マークは、先を行くユノに続いて、足元に生えた植物を踏み分けた。
森へと続く道は、木漏れ日に照らされている。
緩やかな上り坂になっているが一本道だ。これなら迷うこともない。マークが想像していたより、足元の状態も悪くなかった。
海を渡り、丘をかけるようにして吹く風が、マークたちの頬を撫でる。潮と緑の混ざった香りが、マークには新鮮だった。
「実は僕、山登りなんて初めてで」
「そうでしたか!」
「こんなに気持ちがいいものなんですね」
目に映るのは様々なグリーン。聞こえてくるのは、鳥の歌声と風の音。余計なものは何もなく、自然と心が安らぐ。
ロンドの街は平地が多く、山と呼べるような場所はほとんどない。
きっと、戻ったらこの山の空気が恋しくなるに違いない、とマークは海辺よりもひやりとした空気を肺いっぱいに吸い込んだ。

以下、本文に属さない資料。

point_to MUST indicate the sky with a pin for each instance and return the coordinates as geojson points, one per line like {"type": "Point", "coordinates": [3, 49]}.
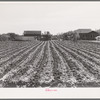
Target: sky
{"type": "Point", "coordinates": [55, 17]}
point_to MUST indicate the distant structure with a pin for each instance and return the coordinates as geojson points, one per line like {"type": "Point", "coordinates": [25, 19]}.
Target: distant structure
{"type": "Point", "coordinates": [98, 38]}
{"type": "Point", "coordinates": [88, 36]}
{"type": "Point", "coordinates": [46, 36]}
{"type": "Point", "coordinates": [32, 34]}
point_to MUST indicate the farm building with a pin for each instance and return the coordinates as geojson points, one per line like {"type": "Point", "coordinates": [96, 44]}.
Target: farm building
{"type": "Point", "coordinates": [98, 38]}
{"type": "Point", "coordinates": [88, 36]}
{"type": "Point", "coordinates": [45, 37]}
{"type": "Point", "coordinates": [35, 34]}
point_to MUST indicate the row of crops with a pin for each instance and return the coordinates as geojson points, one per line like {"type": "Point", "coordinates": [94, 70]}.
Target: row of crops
{"type": "Point", "coordinates": [49, 64]}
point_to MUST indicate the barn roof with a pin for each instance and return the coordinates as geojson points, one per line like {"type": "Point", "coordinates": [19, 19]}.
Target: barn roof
{"type": "Point", "coordinates": [83, 30]}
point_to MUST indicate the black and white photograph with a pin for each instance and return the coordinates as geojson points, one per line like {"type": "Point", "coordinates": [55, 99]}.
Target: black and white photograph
{"type": "Point", "coordinates": [50, 44]}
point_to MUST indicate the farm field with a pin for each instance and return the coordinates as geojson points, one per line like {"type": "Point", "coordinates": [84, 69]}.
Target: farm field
{"type": "Point", "coordinates": [49, 64]}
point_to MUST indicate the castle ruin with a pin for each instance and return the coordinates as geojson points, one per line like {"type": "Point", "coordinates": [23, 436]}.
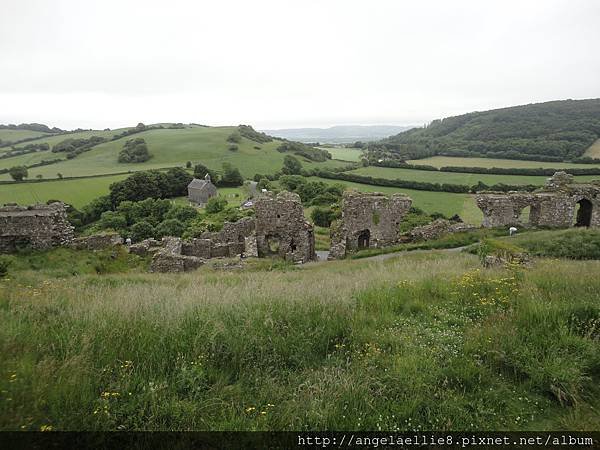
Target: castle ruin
{"type": "Point", "coordinates": [38, 227]}
{"type": "Point", "coordinates": [369, 220]}
{"type": "Point", "coordinates": [561, 203]}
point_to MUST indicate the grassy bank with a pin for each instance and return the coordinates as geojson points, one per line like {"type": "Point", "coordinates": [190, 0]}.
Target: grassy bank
{"type": "Point", "coordinates": [426, 341]}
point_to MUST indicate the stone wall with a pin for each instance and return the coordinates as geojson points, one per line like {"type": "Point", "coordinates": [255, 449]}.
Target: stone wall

頂上までの道中。明らかに人の手が入ったと思われる石段が現れ、ユノは足を止めた。
「休憩にしましょうか」
そのころには、マークの額にはうっすらと汗がにじんでいた。やはり、運動不足が、とマークは階段に腰を下ろす。
「この階段もユノさんが?」
「いえ。実はこの道も、この階段も、私が島へ来たときにはもうあったもので」
ユノは、ボトルから飲み水をコップへ移し替えて、マークへと差し出した。
「この島は、代々魔女の住処になっているそうですから、私より前に住んでいらっしゃった方が開拓したのかもしれません」
空になったグラスをユノに手渡し、マークは石段に触れる。ひやりとした温度と、雨風によって作られた凹凸が心地よかった。
「魔女の秘密の楽園、ですね」
ユノはうなずいてから「そういえば」と思い出したように口を開く。
「最初の魔女はこの島で生まれた。そう言われているそうですよ」
ユノはボトルとグラスをカバンにしまい込むと、行きましょうか、と立ち上がった。
「最初の魔女って、どんな人なんですか?」
道幅が少し広がったからか、先ほどまで前を歩いていたユノも、今はマークの隣を歩いている。

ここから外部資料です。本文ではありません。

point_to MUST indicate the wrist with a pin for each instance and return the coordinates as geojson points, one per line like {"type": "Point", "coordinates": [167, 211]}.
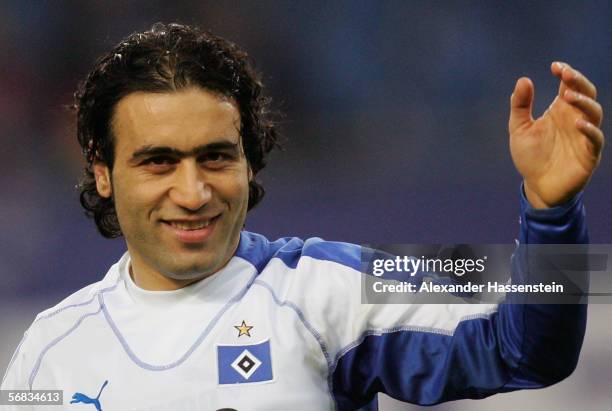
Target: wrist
{"type": "Point", "coordinates": [533, 198]}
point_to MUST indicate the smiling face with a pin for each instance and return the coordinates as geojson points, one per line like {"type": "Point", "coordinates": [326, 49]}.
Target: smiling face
{"type": "Point", "coordinates": [180, 184]}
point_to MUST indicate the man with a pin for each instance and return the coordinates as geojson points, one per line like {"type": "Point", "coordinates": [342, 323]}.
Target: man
{"type": "Point", "coordinates": [200, 314]}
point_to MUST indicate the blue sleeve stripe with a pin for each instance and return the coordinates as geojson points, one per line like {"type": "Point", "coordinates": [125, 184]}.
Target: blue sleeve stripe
{"type": "Point", "coordinates": [429, 366]}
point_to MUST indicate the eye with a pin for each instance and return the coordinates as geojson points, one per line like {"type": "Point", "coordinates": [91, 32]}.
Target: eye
{"type": "Point", "coordinates": [159, 162]}
{"type": "Point", "coordinates": [214, 159]}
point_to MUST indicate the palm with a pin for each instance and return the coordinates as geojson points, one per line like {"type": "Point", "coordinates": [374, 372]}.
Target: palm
{"type": "Point", "coordinates": [553, 155]}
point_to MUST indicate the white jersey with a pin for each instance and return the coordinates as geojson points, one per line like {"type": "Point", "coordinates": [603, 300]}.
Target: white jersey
{"type": "Point", "coordinates": [280, 327]}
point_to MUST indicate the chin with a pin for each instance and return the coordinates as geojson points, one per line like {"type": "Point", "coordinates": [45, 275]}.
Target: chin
{"type": "Point", "coordinates": [189, 272]}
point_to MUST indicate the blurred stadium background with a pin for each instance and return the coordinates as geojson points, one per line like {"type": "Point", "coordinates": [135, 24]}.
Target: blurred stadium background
{"type": "Point", "coordinates": [395, 121]}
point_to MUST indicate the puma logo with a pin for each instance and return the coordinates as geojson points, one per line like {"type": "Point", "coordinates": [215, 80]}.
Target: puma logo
{"type": "Point", "coordinates": [78, 397]}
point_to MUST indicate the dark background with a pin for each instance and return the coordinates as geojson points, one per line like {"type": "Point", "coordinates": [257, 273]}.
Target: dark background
{"type": "Point", "coordinates": [395, 125]}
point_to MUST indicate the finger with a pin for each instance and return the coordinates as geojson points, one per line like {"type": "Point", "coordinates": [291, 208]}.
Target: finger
{"type": "Point", "coordinates": [589, 107]}
{"type": "Point", "coordinates": [521, 103]}
{"type": "Point", "coordinates": [557, 69]}
{"type": "Point", "coordinates": [594, 134]}
{"type": "Point", "coordinates": [573, 79]}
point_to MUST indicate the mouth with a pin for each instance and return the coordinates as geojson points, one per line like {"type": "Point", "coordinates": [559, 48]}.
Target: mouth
{"type": "Point", "coordinates": [191, 230]}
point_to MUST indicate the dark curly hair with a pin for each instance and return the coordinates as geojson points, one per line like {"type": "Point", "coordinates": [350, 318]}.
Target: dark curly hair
{"type": "Point", "coordinates": [164, 59]}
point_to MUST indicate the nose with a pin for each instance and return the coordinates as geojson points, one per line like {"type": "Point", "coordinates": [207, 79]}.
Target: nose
{"type": "Point", "coordinates": [189, 189]}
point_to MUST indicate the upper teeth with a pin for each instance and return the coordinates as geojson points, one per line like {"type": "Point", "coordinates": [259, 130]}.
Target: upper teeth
{"type": "Point", "coordinates": [190, 225]}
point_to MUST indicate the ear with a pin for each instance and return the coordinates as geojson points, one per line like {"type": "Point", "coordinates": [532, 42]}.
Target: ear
{"type": "Point", "coordinates": [103, 179]}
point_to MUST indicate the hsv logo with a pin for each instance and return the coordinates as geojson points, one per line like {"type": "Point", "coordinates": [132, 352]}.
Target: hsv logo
{"type": "Point", "coordinates": [78, 397]}
{"type": "Point", "coordinates": [243, 329]}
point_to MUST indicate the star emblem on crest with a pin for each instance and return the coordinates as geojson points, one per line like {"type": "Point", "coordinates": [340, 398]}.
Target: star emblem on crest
{"type": "Point", "coordinates": [243, 329]}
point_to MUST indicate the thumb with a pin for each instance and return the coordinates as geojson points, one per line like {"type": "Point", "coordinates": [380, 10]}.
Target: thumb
{"type": "Point", "coordinates": [521, 103]}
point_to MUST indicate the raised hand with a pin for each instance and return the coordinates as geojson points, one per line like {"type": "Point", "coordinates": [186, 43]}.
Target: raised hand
{"type": "Point", "coordinates": [557, 153]}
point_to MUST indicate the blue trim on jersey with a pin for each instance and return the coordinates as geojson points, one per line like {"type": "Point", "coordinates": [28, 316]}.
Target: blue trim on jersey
{"type": "Point", "coordinates": [14, 357]}
{"type": "Point", "coordinates": [305, 322]}
{"type": "Point", "coordinates": [520, 346]}
{"type": "Point", "coordinates": [152, 367]}
{"type": "Point", "coordinates": [74, 327]}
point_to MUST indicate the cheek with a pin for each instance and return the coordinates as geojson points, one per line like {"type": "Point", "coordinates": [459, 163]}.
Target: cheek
{"type": "Point", "coordinates": [133, 201]}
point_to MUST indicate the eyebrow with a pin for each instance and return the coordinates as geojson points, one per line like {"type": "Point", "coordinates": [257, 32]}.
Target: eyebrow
{"type": "Point", "coordinates": [150, 150]}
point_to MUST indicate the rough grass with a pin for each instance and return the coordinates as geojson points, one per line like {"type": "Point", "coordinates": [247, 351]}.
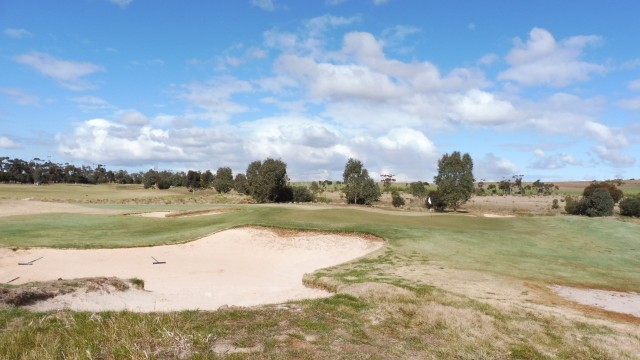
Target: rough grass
{"type": "Point", "coordinates": [377, 314]}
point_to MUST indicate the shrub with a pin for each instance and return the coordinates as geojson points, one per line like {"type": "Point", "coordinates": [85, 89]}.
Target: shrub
{"type": "Point", "coordinates": [600, 203]}
{"type": "Point", "coordinates": [302, 194]}
{"type": "Point", "coordinates": [616, 194]}
{"type": "Point", "coordinates": [630, 206]}
{"type": "Point", "coordinates": [435, 201]}
{"type": "Point", "coordinates": [396, 199]}
{"type": "Point", "coordinates": [575, 206]}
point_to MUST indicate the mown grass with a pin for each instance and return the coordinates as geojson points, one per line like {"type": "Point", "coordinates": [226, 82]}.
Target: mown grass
{"type": "Point", "coordinates": [424, 322]}
{"type": "Point", "coordinates": [567, 250]}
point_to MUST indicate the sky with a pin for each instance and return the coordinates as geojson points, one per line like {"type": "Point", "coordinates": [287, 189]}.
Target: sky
{"type": "Point", "coordinates": [546, 89]}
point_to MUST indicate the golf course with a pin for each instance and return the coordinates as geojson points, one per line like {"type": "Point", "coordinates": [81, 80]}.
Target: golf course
{"type": "Point", "coordinates": [466, 284]}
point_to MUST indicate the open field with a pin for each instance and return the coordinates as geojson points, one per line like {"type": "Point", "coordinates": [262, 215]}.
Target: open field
{"type": "Point", "coordinates": [443, 286]}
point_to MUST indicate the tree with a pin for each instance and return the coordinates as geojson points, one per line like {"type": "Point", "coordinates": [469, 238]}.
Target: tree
{"type": "Point", "coordinates": [630, 206]}
{"type": "Point", "coordinates": [359, 187]}
{"type": "Point", "coordinates": [600, 203]}
{"type": "Point", "coordinates": [223, 182]}
{"type": "Point", "coordinates": [613, 190]}
{"type": "Point", "coordinates": [396, 199]}
{"type": "Point", "coordinates": [240, 184]}
{"type": "Point", "coordinates": [455, 179]}
{"type": "Point", "coordinates": [387, 180]}
{"type": "Point", "coordinates": [267, 181]}
{"type": "Point", "coordinates": [302, 194]}
{"type": "Point", "coordinates": [193, 179]}
{"type": "Point", "coordinates": [206, 179]}
{"type": "Point", "coordinates": [434, 201]}
{"type": "Point", "coordinates": [418, 190]}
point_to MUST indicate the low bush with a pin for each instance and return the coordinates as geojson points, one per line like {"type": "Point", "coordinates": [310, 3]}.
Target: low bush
{"type": "Point", "coordinates": [600, 203]}
{"type": "Point", "coordinates": [434, 201]}
{"type": "Point", "coordinates": [302, 194]}
{"type": "Point", "coordinates": [630, 206]}
{"type": "Point", "coordinates": [396, 199]}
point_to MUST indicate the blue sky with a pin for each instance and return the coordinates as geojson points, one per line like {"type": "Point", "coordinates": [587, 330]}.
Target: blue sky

頭一つほど小さい彼女は、マークを上目遣いで見上げた。
「あくまでも魔女同士での噂ですけど……世界を作った女性、と言われています」
「世界を作った女性?」
それはまた大層な話だ。マークはついつい、その話に引き込まれてしまう。
「最初の魔女は、様々な魔法を使うことができたそうです。水を生み、大地を作り、植物を育て、たくさんの命を生みました。やがて、魔女は自らが魔法で作り出した男性と結婚し、子を成して……そうして、人々が増えていった、と聞いています」
その話は、神話のように壮大で面白かった。
「人々が増えていくと同時に、最初の魔女が持っていた魔法の力は小さな力に分けられ、子孫に受け継がれていきました」
「それじゃぁ、魔法が不便だ、というのは……」
「それが原因なんじゃないかって、魔女たちの間では言われています。元々一つだった大きな力を、何千、何万と分けているからだ、と」
誰にも真実はわかりませんが、とユノは微笑んだ。
「本当は、すべての人の中に魔法の力が眠っているはずなんです。それが、大きいか、小さいか。本人が気づくか、気づかないか。それだけのことで」
ユノはそこまで言い切って、マークの方へと視線を向ける。美しい夜空色の瞳が、木漏れ日を受けてまぶしい。
「マークさんの、お話を書く力だって、きっと」
「ユノさんといると、僕はドキドキするばかりです……」
「え!?」
マークが歩みを止めてため息をつけば、ユノは驚いたようにマークを振り返る。
「やっぱり、ユノさんは立派な魔女ですね」
無自覚で人をたらしこむ、正真正銘の魔女。
マークがふっと笑みを浮かべれば、ユノはますます困惑したように
「それって褒めてますか!?」
とマークに詰め寄る。マークは、あきれた笑いをこぼすばかりで、ユノの質問には答えなかった。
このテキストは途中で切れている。